Now, here is where things are likely to be the worst for the luxury watch industry. Even though import tariffs are now higher for watches purchased in China, they have always been high. The solution to this problem (as is the case with many other luxury goods) is/was for Chinese people to simply travel abroad and purchase luxury goods like watches at lower prices and them bring them back home. There are even individuals known as daigou who are essentially smugglers that travel overseas and attempt to bring luxury goods back into China for later resale. In fact, according to some survey data I looked at, one of the primary reasons cited by Chinese tourists for leaving China was to purchase luxury goods.
Consumers who bring goods back into China and declare them will be responsible for the import taxes – but of course, not all travelers choose to declare their goods. My understanding is that the current penalties for not declaring goods that would require import duties and other taxes is five times what the otherwise valid tax would be. Moreover, China has reportedly stepped up the activities of its customs officers at airports and is said to be catching more false declarations than ever. This creates a huge disincentive for consumers to not declare goods out of fear of the penalties. The result will likely mean a huge reduction in the number of watches Chinese people buy elsewhere and bring back to China with them.

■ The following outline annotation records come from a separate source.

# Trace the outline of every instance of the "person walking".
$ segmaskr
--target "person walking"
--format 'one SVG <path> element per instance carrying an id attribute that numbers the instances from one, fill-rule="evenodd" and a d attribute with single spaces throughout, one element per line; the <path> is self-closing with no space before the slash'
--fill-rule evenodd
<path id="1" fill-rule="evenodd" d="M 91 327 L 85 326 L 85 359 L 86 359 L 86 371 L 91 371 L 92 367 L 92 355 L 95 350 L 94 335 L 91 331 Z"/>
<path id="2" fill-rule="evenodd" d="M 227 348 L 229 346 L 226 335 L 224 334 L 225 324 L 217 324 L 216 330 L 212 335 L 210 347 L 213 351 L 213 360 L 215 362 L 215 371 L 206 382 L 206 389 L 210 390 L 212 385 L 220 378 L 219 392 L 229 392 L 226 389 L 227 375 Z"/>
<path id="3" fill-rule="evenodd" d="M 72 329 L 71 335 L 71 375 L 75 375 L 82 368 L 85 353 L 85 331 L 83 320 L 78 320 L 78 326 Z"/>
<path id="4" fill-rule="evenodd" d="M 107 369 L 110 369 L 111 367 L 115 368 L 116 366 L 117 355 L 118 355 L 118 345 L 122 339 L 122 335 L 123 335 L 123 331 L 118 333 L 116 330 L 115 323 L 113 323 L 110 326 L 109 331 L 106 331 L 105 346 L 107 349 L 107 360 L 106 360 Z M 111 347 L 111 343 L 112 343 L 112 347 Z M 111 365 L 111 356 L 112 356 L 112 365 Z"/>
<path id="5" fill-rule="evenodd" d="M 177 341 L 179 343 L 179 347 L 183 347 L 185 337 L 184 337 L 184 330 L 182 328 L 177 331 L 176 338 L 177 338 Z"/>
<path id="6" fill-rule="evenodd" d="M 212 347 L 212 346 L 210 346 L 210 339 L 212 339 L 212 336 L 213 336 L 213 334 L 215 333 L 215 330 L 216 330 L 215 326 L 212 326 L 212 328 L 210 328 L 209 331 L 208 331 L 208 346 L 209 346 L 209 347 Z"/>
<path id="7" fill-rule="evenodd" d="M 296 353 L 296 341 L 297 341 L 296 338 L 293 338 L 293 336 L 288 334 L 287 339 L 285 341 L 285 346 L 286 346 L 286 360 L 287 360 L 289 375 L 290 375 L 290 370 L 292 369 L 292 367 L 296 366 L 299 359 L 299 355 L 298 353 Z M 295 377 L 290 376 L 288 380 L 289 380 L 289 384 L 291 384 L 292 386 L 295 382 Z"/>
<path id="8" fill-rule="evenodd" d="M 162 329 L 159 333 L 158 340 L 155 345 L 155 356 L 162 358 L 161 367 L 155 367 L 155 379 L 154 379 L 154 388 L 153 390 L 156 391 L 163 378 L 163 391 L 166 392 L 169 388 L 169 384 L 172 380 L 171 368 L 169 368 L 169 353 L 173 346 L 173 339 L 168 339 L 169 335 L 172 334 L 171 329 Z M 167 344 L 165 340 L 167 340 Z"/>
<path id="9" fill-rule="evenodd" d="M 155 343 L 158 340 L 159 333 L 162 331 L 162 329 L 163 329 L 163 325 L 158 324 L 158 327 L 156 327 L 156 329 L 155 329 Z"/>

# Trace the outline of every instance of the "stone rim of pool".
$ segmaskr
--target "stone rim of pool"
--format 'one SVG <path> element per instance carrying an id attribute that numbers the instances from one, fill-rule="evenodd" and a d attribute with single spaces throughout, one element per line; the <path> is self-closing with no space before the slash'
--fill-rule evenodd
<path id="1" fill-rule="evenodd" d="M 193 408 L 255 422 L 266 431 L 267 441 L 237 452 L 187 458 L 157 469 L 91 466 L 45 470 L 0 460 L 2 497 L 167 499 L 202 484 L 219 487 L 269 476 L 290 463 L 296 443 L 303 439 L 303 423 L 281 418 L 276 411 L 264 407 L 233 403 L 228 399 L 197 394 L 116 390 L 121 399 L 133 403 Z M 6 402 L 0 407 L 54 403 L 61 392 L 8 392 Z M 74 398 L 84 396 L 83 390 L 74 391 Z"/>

Thus, the new high import tariffs not only affect luxury timepiece sales within China, but also the sale of watches to Chinese consumers outside of China. To add insult to injury for luxury watch buyers seeking lower prices, the state-supported UnionPay payment cards that many Chinese tourists use to purchase goods will reportedly now have an annual withdrawal limit of RMB 100,000 (just over $15,000) at foreign ATM machines. This doesn’t seem to cap spending at points of purchase, but the idea is to discourage using cash to make “off-the-record” purchases of watches or other big-ticket items.

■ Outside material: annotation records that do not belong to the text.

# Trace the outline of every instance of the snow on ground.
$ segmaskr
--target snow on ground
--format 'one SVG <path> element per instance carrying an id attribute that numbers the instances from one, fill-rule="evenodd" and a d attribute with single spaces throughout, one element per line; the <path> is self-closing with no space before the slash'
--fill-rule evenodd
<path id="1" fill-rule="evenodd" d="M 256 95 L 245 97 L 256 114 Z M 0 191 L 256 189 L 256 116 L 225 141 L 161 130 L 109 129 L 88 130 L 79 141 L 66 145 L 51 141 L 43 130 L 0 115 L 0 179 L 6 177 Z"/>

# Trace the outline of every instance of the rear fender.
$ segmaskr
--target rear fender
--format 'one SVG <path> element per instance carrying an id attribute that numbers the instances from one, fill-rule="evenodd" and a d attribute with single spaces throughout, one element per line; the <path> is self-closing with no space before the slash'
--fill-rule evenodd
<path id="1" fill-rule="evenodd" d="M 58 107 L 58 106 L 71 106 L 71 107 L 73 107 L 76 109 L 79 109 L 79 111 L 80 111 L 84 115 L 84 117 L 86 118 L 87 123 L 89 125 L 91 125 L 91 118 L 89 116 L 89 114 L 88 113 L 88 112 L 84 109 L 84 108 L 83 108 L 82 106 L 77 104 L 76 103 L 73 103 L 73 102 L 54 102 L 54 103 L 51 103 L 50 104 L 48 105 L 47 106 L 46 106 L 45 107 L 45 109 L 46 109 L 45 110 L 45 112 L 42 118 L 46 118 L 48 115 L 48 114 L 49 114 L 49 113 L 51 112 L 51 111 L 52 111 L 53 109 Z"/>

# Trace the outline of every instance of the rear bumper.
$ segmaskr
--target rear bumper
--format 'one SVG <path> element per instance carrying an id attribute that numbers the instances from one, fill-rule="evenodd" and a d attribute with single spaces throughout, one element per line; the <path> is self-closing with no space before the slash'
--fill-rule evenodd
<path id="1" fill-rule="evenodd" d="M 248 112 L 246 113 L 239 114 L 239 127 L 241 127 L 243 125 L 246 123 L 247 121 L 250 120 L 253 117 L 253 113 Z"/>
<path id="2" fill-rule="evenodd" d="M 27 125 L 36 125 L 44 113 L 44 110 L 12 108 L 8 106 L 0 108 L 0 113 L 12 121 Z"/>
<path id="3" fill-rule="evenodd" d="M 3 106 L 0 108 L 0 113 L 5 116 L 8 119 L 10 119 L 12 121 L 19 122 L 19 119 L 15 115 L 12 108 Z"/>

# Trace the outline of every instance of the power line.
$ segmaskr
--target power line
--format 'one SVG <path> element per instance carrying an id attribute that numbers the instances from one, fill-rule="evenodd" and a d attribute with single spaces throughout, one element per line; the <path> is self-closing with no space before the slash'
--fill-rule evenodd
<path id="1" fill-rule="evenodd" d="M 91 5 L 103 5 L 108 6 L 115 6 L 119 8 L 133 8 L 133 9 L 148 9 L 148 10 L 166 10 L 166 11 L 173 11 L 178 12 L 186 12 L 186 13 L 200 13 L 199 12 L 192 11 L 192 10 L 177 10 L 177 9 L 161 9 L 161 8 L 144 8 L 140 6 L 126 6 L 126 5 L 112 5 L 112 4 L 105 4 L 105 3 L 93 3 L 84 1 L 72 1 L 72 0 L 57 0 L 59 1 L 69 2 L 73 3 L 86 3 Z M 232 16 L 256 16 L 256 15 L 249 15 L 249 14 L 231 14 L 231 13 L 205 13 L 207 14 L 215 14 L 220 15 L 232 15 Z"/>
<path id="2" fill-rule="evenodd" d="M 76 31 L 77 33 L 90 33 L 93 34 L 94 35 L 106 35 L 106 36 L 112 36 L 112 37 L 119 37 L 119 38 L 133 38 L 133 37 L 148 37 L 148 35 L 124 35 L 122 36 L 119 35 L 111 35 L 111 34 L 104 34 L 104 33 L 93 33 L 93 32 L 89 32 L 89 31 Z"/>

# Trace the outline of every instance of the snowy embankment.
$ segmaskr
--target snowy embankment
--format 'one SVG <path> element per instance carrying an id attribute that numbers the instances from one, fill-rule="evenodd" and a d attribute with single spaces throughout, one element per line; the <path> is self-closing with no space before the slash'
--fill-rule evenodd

How much of an industry impact will there be as a result of these new policies against China’s consumers buying foreign goods? The main places that Chinese tourists travel to in order to purchase luxury goods is the United States, Europe, Japan, Hong Kong, and Korea. Each of these places tend to have much lower-priced goods than in China. In fact, so many watches are sold to Chinese tourists, that major watch-shopping locations in these places are often primarily set up to service Chinese consumers, or at least heavily depend on Chinese shoppers. In Switzerland, for example, entire tour groups for Chinese tourists are regularly set up almost exclusively in order to facilitate the purchase of timepieces.

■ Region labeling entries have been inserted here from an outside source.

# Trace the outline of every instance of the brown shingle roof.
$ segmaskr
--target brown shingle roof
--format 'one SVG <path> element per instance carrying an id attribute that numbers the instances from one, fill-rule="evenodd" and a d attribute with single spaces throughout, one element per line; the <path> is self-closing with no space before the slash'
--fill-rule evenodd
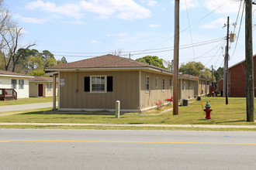
<path id="1" fill-rule="evenodd" d="M 10 72 L 10 71 L 4 71 L 4 70 L 0 70 L 0 75 L 3 74 L 3 75 L 9 75 L 9 76 L 30 76 L 29 75 L 26 74 L 22 74 L 22 73 L 15 73 L 15 72 Z"/>
<path id="2" fill-rule="evenodd" d="M 50 76 L 35 76 L 33 78 L 29 78 L 29 81 L 54 81 L 54 77 Z M 56 80 L 57 81 L 58 79 L 56 78 Z"/>
<path id="3" fill-rule="evenodd" d="M 80 61 L 64 63 L 47 68 L 47 70 L 64 70 L 64 69 L 79 69 L 79 68 L 129 68 L 129 67 L 151 67 L 157 70 L 170 72 L 163 68 L 149 65 L 148 63 L 135 61 L 120 56 L 107 54 L 92 59 L 86 59 Z"/>
<path id="4" fill-rule="evenodd" d="M 190 74 L 181 74 L 181 75 L 178 75 L 178 78 L 187 78 L 187 79 L 197 80 L 197 76 L 192 76 Z"/>

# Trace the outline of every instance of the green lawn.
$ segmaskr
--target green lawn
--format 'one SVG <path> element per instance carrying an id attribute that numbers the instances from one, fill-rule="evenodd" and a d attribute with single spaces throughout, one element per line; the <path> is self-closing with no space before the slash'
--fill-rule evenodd
<path id="1" fill-rule="evenodd" d="M 191 100 L 190 101 L 194 101 Z M 203 97 L 203 107 L 206 102 L 213 110 L 212 119 L 205 119 L 200 101 L 189 103 L 189 107 L 179 107 L 179 114 L 172 115 L 172 110 L 161 114 L 154 114 L 172 107 L 163 107 L 160 110 L 154 109 L 138 115 L 123 114 L 119 119 L 115 115 L 86 114 L 43 114 L 50 108 L 16 112 L 19 114 L 0 117 L 1 122 L 31 122 L 31 123 L 85 123 L 85 124 L 232 124 L 256 125 L 246 121 L 245 98 L 229 98 L 229 104 L 225 104 L 223 97 Z M 256 103 L 256 102 L 255 102 Z M 204 109 L 204 108 L 203 108 Z M 0 127 L 1 128 L 1 127 Z"/>
<path id="2" fill-rule="evenodd" d="M 58 97 L 56 97 L 57 100 Z M 3 101 L 0 100 L 0 106 L 6 106 L 6 105 L 16 105 L 16 104 L 35 104 L 35 103 L 45 103 L 45 102 L 52 102 L 52 97 L 29 97 L 29 98 L 21 98 L 17 99 L 16 100 L 9 100 Z"/>

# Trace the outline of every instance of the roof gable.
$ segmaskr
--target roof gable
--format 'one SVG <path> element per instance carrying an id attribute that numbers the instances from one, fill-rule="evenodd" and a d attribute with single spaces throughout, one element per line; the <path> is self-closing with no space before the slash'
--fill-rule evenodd
<path id="1" fill-rule="evenodd" d="M 15 72 L 0 70 L 0 76 L 22 76 L 22 77 L 33 77 L 26 74 L 18 73 Z"/>
<path id="2" fill-rule="evenodd" d="M 68 70 L 68 69 L 99 69 L 99 68 L 132 68 L 132 67 L 151 67 L 157 70 L 170 72 L 163 68 L 149 65 L 120 56 L 107 54 L 95 58 L 86 59 L 80 61 L 67 63 L 58 66 L 54 66 L 47 68 L 47 70 Z M 171 73 L 171 72 L 170 72 Z"/>

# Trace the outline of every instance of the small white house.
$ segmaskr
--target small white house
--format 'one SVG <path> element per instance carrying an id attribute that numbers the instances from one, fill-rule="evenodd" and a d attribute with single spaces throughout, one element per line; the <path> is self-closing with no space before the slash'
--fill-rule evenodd
<path id="1" fill-rule="evenodd" d="M 17 98 L 29 97 L 29 78 L 32 77 L 33 76 L 0 70 L 0 89 L 14 89 L 17 92 Z"/>

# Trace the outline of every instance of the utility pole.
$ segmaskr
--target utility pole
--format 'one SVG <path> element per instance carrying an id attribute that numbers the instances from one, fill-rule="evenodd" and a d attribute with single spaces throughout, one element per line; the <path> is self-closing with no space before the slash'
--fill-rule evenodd
<path id="1" fill-rule="evenodd" d="M 179 51 L 179 0 L 175 4 L 175 49 L 174 49 L 174 83 L 173 83 L 173 115 L 178 114 L 178 51 Z"/>
<path id="2" fill-rule="evenodd" d="M 226 49 L 225 49 L 225 53 L 226 53 Z M 222 97 L 226 97 L 226 54 L 224 56 L 224 66 L 223 66 L 223 96 Z"/>
<path id="3" fill-rule="evenodd" d="M 212 88 L 211 88 L 211 91 L 209 92 L 213 97 L 213 66 L 212 65 Z"/>
<path id="4" fill-rule="evenodd" d="M 226 60 L 226 75 L 225 75 L 225 83 L 226 83 L 226 104 L 228 104 L 228 46 L 230 40 L 230 17 L 227 17 L 227 45 L 226 45 L 226 53 L 225 53 L 225 60 Z"/>
<path id="5" fill-rule="evenodd" d="M 252 1 L 245 1 L 245 64 L 247 121 L 254 122 L 254 61 L 252 49 Z"/>

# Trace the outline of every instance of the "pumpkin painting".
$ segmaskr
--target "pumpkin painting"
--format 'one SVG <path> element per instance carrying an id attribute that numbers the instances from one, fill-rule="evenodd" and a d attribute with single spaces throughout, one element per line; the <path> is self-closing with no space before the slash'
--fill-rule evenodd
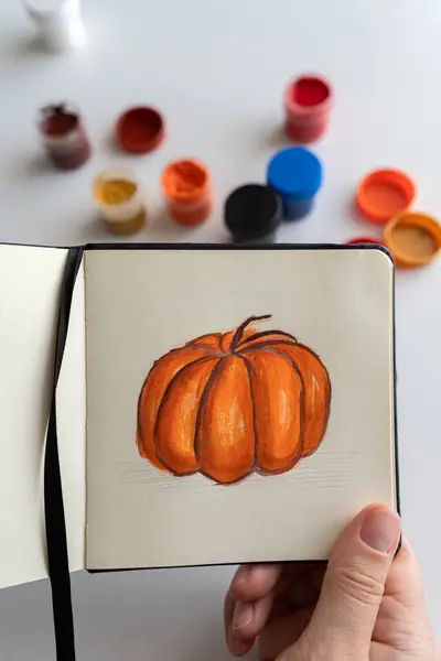
<path id="1" fill-rule="evenodd" d="M 218 484 L 291 470 L 326 431 L 331 382 L 306 346 L 250 317 L 204 335 L 151 368 L 138 402 L 140 455 L 176 476 Z"/>

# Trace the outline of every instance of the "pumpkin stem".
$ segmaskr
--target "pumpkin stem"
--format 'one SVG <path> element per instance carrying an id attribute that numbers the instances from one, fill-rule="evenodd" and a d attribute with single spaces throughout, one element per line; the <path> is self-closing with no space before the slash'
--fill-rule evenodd
<path id="1" fill-rule="evenodd" d="M 245 322 L 243 324 L 240 324 L 240 326 L 237 327 L 236 333 L 233 335 L 233 339 L 232 339 L 232 346 L 230 346 L 230 351 L 235 351 L 238 347 L 238 345 L 241 342 L 241 338 L 244 337 L 244 333 L 247 326 L 249 326 L 250 324 L 254 324 L 255 322 L 262 322 L 263 319 L 270 319 L 272 317 L 272 314 L 262 314 L 261 316 L 254 316 L 254 317 L 248 317 L 247 319 L 245 319 Z"/>

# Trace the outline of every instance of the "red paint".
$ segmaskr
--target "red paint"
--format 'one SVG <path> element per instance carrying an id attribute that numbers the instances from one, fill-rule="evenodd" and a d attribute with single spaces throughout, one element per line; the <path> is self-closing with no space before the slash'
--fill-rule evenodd
<path id="1" fill-rule="evenodd" d="M 123 151 L 147 153 L 157 149 L 163 141 L 164 120 L 154 108 L 131 108 L 120 116 L 115 132 L 117 142 Z"/>
<path id="2" fill-rule="evenodd" d="M 64 105 L 41 110 L 39 123 L 43 144 L 58 170 L 76 170 L 90 156 L 90 144 L 82 118 Z"/>
<path id="3" fill-rule="evenodd" d="M 46 136 L 61 138 L 78 128 L 78 117 L 69 112 L 55 111 L 43 124 Z"/>
<path id="4" fill-rule="evenodd" d="M 292 91 L 294 102 L 306 108 L 323 104 L 331 94 L 329 86 L 323 80 L 309 76 L 299 78 Z"/>
<path id="5" fill-rule="evenodd" d="M 321 76 L 295 78 L 284 94 L 286 131 L 294 142 L 309 143 L 327 129 L 333 106 L 331 84 Z"/>

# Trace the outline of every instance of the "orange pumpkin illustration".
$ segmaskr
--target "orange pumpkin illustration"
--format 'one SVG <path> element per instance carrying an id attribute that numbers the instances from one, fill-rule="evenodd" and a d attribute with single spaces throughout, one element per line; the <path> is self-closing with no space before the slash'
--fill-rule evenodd
<path id="1" fill-rule="evenodd" d="M 280 474 L 314 453 L 326 431 L 331 382 L 310 348 L 282 330 L 204 335 L 165 354 L 138 402 L 137 443 L 153 466 L 218 484 Z"/>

As mentioned, China’s new policies on foreign goods aren’t just meant to capture more tax income, but to encourage the purchase of domestically-produced items, especially high-end goods. China is looking for ways to stimulate its domestic economy, and a major way to do that is to make domestic products less expensive by taxing foreign products. In the United States and elsewhere, such policies are labeled as “protectionist,” because they seek to protect local economies at the expense of a free-trade, global economy. It might not be incorrect to characterize China’s move as this.
China does not produce a large volume of luxury products – at least not those that seem to enjoy global demand. China does produce watches, and at least some luxury watches. Most of these products and brands display their goods at the annual Hong Kong Watch & Clock Fair (aBlogtoWatch coverage here). It will be interesting to see – assuming these new import tariff policies stay in effect for a long time – how this new economic policy affects internal demand for high-end watches produced in China. With that said, the Chinese consumer has typically been noted to prefer foreign-made goods, especially luxury goods given the widely held belief (which is often true) that foreign-made goods of many types are of a higher quality, as well as safer.